L’odeur d’une tarte fraîchement cuite flottait dans l’air, une douceur que je ne parvenais pas à goûter. Tout n’était qu’un vaste tableau aux teintes assourdies, gris, blanc et noir — jusqu’à mon arrivée. Un instant, je tripotais ma télécommande ; l’instant suivant, les couleurs éclatantes de mes vêtements modernes tranchaient avec la rue monochrome de Pleasantville.
Une femme en robe à pois, un panier à la main, s’immobilisa net. Ses yeux, grands ouverts et écarquillés, allaient de ma chemise rouge cerise à mes jeans bleus délavés. Un soupir s’échappa de ses lèvres. Très vite, d’autres personnes remarquèrent ma présence. Une vague de chuchotements, une symphonie de « oh mon Dieu », me suivit le long de Main Street.
Les hommes, eux, demeuraient insensibles, poursuivant tranquillement leurs occupations, mais les femmes… Leur réaction fut immédiate et saisissante. Mme Peterson, la bibliothécaire habituellement si correcte, laissa tomber son livre, le regard rivé sur mes baskets colorées. Ses joues — ou du moins ce que j’imaginais être ses joues — s’empourprèrent d’une intensité qui semblait défier l’absence de couleur.
À la cafétéria, Betsy, une serveuse au sourire perpétuellement joyeux, s’arrêta, un plateau de milk-shakes à la main. Ses yeux, écarquillés par une émerveillance nouvelle, suivaient chacun de mes gestes. Elle faillit même trébucher en me servant un simple hamburger gris. Sa voix, d’ordinaire si posée, devint presque haletante lorsqu’elle m’interrogea sur « mes vêtements si intéressants ».
Il n’y avait pas seulement mes vêtements. C’était aussi la manière dont je me déplaçais, les mots que je prononçais, l’aspect tout simplement inattendu de ma présence. Les femmes de Pleasantville, confinées dans leur univers en noir et blanc, semblaient voir en moi une touche d’excitation, quelque chose d’interdit. Elles me frôlaient discrètement, leurs mains s’attardant un instant. Elles riaient sous cape, chuchotaient, et leurs expressions autrefois prévisibles se radoucissaient, comme si un sentiment indéfini venait troubler l’ordonnance impeccable de leurs coiffures.

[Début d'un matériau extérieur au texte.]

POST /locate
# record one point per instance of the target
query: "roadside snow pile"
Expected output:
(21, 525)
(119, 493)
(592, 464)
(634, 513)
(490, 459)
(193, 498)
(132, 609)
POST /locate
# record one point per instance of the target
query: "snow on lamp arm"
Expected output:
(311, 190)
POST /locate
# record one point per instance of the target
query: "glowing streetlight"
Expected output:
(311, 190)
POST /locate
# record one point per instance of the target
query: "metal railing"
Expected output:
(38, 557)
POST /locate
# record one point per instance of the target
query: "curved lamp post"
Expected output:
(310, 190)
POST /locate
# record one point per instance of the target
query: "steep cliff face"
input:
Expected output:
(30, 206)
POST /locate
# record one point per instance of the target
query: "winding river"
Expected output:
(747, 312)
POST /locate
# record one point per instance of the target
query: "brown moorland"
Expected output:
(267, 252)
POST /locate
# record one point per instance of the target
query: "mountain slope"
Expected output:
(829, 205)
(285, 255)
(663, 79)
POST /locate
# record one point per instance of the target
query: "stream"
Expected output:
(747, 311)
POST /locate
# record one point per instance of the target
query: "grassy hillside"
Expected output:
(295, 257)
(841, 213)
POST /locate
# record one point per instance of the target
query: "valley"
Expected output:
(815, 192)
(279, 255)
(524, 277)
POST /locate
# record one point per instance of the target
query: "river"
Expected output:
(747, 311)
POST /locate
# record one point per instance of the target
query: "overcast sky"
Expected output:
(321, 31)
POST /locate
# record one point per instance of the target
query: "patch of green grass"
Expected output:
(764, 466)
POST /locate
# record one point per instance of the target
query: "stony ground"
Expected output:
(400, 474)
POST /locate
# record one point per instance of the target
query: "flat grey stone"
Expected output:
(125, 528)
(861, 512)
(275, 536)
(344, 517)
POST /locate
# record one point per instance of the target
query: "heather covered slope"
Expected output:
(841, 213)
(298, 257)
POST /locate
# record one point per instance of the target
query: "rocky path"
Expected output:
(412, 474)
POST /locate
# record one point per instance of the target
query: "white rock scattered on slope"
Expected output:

Chaque échange était une petite étincelle, menaçant de déclencher un incendie dans leurs vies méticuleusement réglées. J’étais une anomalie, une bouffée de réalité vivante au sein de leur fiction soigneusement construite, et elles, avec leurs regards pleins de désir et leur admiration murmurée, étaient manifestement prêtes à se laisser submerger.